For instance, a widely cited comparison of the ‘Western’ response to the Coronavirus with that of certain East Asian countries such as Taiwan, Singapore, South Korea and Japan shows how these latter countries’ more recent experiences in dealing with the SARS and MERS outbreaks had contributed immensely to their relatively better responses to this pandemic. By already having in place certain
contingency and policy directives grounded more in a domestic public health and safety perspective – as opposed to an outward looking national security one – each of these states was able to mount a more coordinated, timely and socially aware response to this crisis.

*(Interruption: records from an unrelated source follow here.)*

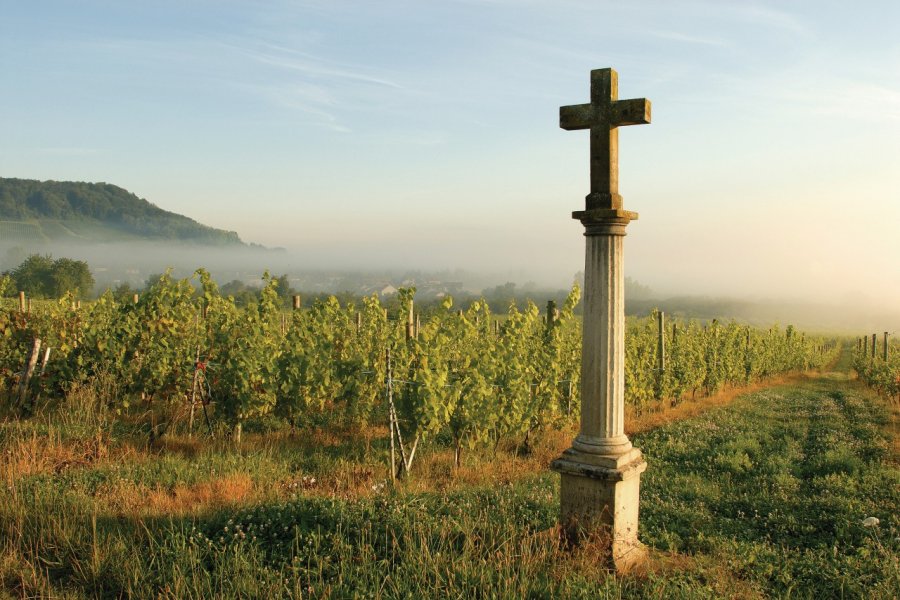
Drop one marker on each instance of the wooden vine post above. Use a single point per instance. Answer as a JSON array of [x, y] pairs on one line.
[[28, 371], [600, 473], [661, 351]]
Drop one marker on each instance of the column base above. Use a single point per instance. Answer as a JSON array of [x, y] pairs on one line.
[[599, 503]]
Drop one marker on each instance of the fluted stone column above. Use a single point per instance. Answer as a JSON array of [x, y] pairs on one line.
[[600, 473]]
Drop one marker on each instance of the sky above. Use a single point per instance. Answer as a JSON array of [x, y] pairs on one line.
[[424, 134]]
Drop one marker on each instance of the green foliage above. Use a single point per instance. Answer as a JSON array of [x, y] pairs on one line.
[[467, 375], [40, 276], [881, 374], [24, 199]]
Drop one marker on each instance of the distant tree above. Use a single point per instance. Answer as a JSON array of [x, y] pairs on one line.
[[40, 276], [67, 275], [34, 276]]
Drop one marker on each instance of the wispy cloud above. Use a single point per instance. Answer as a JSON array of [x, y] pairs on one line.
[[314, 66], [676, 36], [67, 151]]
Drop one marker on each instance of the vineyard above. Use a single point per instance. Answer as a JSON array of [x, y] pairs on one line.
[[881, 370], [180, 351]]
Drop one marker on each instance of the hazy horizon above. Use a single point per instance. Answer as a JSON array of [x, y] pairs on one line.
[[406, 136]]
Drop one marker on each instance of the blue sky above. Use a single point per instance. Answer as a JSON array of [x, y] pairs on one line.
[[425, 134]]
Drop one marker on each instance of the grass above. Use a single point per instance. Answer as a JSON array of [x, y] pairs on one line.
[[763, 495]]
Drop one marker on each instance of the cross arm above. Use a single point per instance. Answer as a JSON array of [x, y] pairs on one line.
[[630, 112], [576, 116]]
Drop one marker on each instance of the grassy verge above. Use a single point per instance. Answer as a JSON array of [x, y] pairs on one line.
[[764, 497]]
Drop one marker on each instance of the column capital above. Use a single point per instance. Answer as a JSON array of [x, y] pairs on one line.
[[605, 221]]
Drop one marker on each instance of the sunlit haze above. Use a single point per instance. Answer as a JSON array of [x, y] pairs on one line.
[[409, 134]]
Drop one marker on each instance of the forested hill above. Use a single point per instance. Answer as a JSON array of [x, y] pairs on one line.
[[93, 212]]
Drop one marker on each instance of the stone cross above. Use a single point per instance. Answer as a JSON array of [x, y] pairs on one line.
[[603, 116], [600, 473]]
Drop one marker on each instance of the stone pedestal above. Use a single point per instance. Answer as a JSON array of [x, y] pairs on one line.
[[600, 473]]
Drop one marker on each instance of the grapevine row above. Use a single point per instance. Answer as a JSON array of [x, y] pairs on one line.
[[468, 374]]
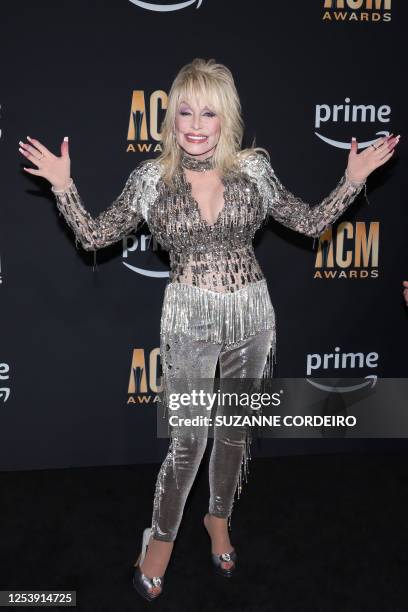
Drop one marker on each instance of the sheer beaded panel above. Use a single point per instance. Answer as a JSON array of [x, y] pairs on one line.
[[218, 256]]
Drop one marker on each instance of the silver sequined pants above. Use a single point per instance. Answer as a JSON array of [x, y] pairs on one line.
[[190, 359]]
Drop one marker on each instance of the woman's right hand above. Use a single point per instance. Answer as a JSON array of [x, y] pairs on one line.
[[55, 169]]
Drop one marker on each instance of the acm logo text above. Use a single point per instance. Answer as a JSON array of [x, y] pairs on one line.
[[146, 114], [144, 378], [357, 10], [351, 251]]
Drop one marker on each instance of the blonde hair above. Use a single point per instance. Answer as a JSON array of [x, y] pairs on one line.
[[214, 85]]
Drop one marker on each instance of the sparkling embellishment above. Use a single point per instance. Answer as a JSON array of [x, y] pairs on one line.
[[217, 291], [193, 163]]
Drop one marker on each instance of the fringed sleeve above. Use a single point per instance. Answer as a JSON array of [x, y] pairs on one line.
[[121, 217], [291, 211]]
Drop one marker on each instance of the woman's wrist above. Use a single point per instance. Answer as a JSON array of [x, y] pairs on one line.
[[62, 188], [354, 180]]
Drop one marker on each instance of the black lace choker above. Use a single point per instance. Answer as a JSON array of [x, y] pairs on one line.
[[200, 165]]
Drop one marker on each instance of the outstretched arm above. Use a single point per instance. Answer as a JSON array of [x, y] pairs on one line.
[[296, 214], [112, 224], [120, 218]]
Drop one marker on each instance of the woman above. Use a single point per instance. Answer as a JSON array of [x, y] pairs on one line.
[[203, 199]]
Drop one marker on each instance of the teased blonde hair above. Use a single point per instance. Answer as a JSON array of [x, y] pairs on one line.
[[213, 84]]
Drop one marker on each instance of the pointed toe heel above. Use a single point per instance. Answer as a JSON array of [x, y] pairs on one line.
[[142, 583], [218, 561]]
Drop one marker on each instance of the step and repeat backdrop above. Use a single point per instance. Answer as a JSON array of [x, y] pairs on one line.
[[79, 348]]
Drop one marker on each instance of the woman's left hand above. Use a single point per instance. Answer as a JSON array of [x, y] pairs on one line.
[[360, 165], [405, 291]]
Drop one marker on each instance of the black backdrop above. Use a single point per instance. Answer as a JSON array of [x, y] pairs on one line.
[[90, 70]]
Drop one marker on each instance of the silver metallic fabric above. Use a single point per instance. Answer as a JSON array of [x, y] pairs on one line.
[[208, 262], [190, 365], [216, 298]]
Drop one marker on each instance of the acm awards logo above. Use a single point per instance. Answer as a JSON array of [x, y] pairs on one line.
[[350, 251], [146, 114], [145, 377], [357, 10], [4, 375], [172, 6]]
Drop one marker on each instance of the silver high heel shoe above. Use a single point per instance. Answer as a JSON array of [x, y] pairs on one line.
[[218, 560], [142, 583]]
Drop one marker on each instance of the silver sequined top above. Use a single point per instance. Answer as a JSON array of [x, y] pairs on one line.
[[219, 257], [216, 291]]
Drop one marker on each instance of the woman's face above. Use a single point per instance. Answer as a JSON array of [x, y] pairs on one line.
[[197, 128]]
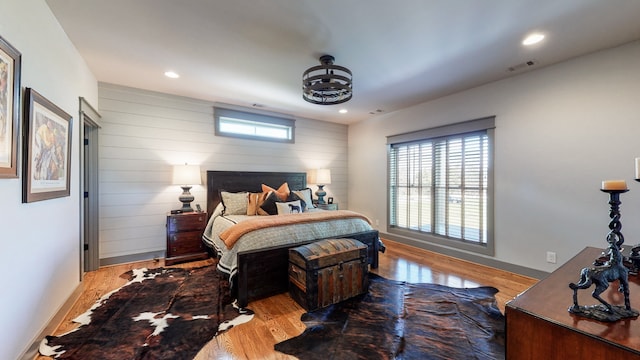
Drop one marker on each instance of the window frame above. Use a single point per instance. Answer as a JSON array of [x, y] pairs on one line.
[[487, 125], [257, 118]]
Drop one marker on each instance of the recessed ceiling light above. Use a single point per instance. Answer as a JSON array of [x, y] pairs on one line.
[[171, 74], [533, 39]]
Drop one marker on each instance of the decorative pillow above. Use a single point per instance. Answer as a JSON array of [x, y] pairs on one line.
[[305, 195], [268, 207], [234, 203], [282, 192], [289, 207], [293, 197], [254, 200]]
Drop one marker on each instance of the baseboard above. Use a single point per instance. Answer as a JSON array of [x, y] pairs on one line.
[[517, 269], [32, 351], [132, 258]]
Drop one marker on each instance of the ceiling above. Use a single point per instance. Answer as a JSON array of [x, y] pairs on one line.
[[401, 53]]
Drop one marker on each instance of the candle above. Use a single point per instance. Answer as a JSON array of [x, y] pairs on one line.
[[614, 185]]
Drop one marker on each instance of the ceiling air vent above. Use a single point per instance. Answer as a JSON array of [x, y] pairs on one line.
[[522, 66]]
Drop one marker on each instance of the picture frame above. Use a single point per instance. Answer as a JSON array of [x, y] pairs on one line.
[[47, 149], [10, 70]]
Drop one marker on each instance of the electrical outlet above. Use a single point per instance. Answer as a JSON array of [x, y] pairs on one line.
[[551, 257]]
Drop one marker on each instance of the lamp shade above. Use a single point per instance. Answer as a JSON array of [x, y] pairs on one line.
[[186, 175], [323, 176]]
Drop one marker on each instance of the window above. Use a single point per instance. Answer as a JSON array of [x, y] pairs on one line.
[[440, 185], [255, 126]]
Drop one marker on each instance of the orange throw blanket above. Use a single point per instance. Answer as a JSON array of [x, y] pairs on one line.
[[232, 234]]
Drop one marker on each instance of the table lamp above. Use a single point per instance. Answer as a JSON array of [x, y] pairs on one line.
[[186, 176], [323, 177]]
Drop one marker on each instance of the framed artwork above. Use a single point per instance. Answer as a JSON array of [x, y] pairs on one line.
[[10, 60], [47, 149]]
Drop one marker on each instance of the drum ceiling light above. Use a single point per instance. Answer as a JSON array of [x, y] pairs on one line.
[[327, 84]]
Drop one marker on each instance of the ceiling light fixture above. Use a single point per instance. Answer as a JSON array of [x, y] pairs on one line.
[[171, 74], [533, 39], [327, 84]]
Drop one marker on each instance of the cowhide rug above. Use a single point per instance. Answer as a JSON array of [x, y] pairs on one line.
[[399, 320], [164, 313]]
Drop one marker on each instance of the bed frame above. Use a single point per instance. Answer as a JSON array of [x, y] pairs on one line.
[[264, 272]]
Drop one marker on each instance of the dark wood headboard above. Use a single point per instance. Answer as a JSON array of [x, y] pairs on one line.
[[251, 181]]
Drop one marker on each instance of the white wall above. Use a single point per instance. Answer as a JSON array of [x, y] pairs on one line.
[[560, 131], [40, 241], [144, 133]]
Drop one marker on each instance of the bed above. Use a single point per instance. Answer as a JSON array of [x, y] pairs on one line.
[[257, 264]]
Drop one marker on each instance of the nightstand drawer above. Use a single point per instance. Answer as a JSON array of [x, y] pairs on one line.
[[184, 237], [333, 206], [187, 222], [186, 242]]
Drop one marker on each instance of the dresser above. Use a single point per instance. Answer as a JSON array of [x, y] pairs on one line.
[[184, 237], [539, 325]]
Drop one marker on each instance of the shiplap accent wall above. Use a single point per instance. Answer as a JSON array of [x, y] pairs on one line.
[[145, 133]]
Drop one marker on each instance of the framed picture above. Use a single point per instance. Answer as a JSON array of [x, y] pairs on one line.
[[47, 149], [10, 60]]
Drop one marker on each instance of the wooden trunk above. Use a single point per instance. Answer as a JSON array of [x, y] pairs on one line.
[[327, 272]]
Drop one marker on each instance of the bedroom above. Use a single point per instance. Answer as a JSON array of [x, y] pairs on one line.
[[563, 129]]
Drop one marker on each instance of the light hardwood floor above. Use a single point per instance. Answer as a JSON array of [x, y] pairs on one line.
[[278, 318]]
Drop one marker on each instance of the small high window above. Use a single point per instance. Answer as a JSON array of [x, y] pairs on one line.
[[246, 125]]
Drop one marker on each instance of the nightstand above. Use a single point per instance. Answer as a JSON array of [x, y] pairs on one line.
[[333, 206], [184, 237]]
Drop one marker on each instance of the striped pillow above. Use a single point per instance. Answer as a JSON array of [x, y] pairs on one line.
[[234, 203]]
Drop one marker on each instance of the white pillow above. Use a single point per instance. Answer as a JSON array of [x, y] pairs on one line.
[[291, 207], [234, 203], [305, 195]]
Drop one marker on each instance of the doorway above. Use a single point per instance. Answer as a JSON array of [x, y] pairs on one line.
[[89, 195]]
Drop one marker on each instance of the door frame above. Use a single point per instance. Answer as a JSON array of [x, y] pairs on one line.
[[89, 190]]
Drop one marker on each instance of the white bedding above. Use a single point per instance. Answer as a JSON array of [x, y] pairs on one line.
[[281, 235]]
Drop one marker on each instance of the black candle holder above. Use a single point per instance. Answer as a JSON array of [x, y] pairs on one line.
[[608, 268], [615, 225]]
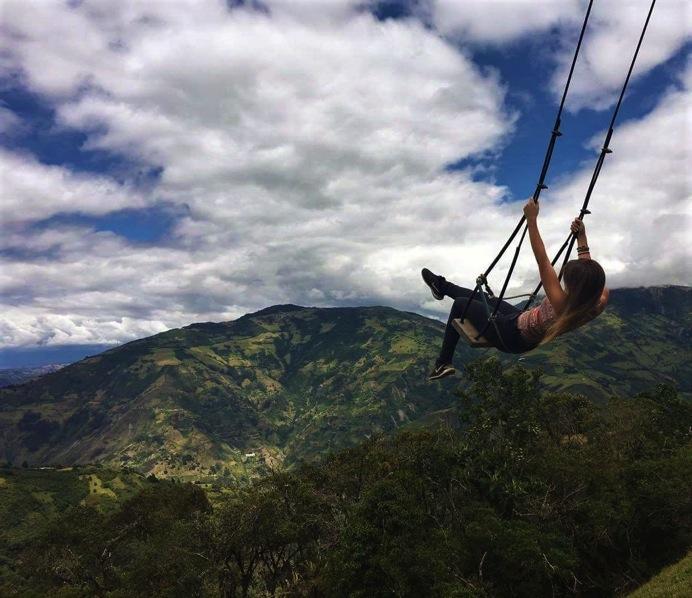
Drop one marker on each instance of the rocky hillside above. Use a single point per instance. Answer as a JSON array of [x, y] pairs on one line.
[[227, 400]]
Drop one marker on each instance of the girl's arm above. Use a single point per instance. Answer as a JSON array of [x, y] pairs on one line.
[[549, 278]]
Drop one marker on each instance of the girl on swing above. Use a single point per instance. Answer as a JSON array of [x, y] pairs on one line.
[[583, 298]]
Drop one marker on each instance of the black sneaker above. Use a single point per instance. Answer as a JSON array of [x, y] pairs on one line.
[[441, 371], [433, 281]]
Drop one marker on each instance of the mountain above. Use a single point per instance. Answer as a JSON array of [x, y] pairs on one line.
[[10, 376], [224, 401]]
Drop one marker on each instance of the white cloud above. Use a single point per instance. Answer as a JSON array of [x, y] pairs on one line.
[[642, 202], [311, 154]]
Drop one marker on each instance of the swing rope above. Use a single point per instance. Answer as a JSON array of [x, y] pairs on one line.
[[569, 242], [482, 280]]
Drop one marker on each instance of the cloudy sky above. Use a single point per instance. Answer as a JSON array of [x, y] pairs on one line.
[[173, 161]]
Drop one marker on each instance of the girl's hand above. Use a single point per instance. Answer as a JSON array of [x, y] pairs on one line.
[[531, 210]]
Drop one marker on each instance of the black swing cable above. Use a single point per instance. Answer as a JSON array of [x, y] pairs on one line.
[[569, 242], [482, 280]]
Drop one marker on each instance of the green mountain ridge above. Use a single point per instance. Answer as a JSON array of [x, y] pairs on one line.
[[226, 401]]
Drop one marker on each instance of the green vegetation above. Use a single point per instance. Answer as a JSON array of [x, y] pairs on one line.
[[224, 403], [675, 580], [532, 493]]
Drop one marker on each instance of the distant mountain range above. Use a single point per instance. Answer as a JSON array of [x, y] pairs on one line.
[[228, 400], [9, 376]]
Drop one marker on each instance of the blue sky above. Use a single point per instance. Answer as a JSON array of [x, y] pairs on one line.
[[163, 169]]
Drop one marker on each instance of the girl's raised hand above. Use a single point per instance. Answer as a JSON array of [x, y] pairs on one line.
[[531, 209], [577, 227]]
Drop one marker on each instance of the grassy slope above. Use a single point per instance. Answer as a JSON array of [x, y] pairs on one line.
[[674, 581], [30, 497], [223, 402]]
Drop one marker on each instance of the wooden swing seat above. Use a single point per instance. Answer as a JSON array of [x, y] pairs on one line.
[[468, 332]]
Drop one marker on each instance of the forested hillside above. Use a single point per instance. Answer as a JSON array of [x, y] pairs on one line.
[[222, 402]]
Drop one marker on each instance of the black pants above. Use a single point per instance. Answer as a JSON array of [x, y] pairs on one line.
[[509, 339]]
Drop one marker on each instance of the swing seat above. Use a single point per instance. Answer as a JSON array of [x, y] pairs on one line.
[[469, 333]]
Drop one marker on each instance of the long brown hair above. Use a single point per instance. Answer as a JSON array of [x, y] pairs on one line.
[[584, 284]]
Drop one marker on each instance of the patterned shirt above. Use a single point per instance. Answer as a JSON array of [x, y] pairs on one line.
[[534, 323]]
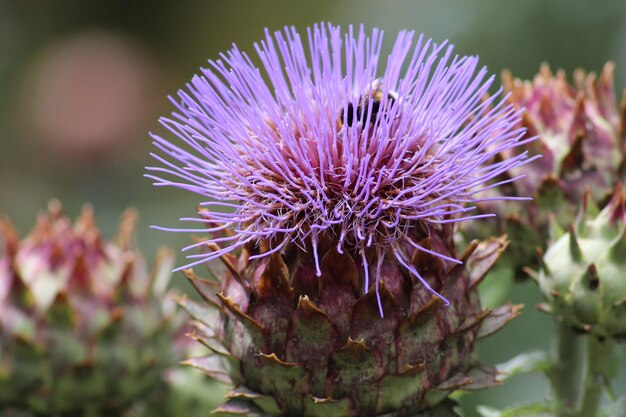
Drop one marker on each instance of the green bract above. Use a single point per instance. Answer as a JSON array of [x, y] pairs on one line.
[[293, 344], [83, 327], [582, 272]]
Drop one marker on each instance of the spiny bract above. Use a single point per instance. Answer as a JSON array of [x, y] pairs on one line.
[[582, 272], [84, 328], [581, 134]]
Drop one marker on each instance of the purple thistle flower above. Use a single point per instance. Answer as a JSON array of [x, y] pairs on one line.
[[325, 142]]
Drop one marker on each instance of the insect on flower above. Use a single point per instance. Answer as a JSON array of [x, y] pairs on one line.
[[332, 183], [374, 97], [275, 165]]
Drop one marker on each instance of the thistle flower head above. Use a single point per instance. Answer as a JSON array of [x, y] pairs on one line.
[[329, 140]]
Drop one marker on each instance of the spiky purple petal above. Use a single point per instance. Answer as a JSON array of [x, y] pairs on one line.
[[279, 161]]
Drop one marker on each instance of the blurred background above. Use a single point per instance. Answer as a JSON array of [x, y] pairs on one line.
[[83, 82]]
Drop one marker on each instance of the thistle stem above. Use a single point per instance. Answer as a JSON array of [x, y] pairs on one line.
[[565, 375], [599, 353]]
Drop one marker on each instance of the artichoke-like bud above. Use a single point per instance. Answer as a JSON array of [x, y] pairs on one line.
[[582, 272], [84, 329], [580, 133], [295, 344], [332, 199]]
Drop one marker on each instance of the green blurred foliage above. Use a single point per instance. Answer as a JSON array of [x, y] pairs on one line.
[[175, 38]]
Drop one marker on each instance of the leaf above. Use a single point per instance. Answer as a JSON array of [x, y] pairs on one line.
[[518, 410], [616, 408], [524, 363]]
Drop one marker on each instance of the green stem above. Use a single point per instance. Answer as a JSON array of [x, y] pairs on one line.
[[567, 369], [599, 353]]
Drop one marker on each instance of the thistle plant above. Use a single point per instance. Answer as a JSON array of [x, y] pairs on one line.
[[563, 240], [580, 131], [333, 181], [85, 329]]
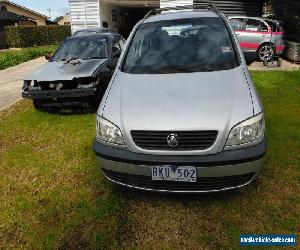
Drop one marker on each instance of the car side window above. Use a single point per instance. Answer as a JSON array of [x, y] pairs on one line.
[[116, 48], [263, 27], [237, 23], [122, 43], [252, 25]]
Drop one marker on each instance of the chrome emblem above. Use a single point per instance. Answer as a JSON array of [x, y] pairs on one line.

Most importantly their responses had public support and sympathy directly built in to their policies which saw the overall public perception of their governments’ measures as wholly necessary and compulsory; as opposed to being forced and reactionary. This latter aspect for instance is manifest in how several countries have witnessed severe public and political backlash towards the social distancing and lockdown policies that were enacted the world over. This includes backlash witnessed in countries ranging from the US to Pakistan, where the economic costs of such policies – which once again are tied directly to externally inspired national security concerns – were given unassailing primacy over domestic public health and safety.
Talking specifically of Pakistan and its long history of being portrayed as a security state, such threats to national security from a potential bio-chem attack, are already prioritized along the lines of a potential WMD attack considering the primacy such threats hold for a Nuclear Weapon State. However, even within such military dominated approaches to bio-security, there is a still a public safety and awareness component from a Civil Defense perspective, that even in the case of any WMD attack remains already lacking. Thus, belying the prioritization afforded to deterring external threats, rather than on eliminating such shortcomings within, just like the US.
The current global pandemic has provided a rare chance to have this conversation regarding the very premises and priority this concept of Bio-security has been accorded within government policy circles. It has afforded a previously unfound impetus and political capital to enact and fund such measures. Instead of being squandered however, such impetus should be used to mitigate such lapses that have now been brought to the forefront of governance and policy discourse the world over. Unless these realities are adapted to, life is likely to become even harder in a world that has changed dramatically in just the last few months.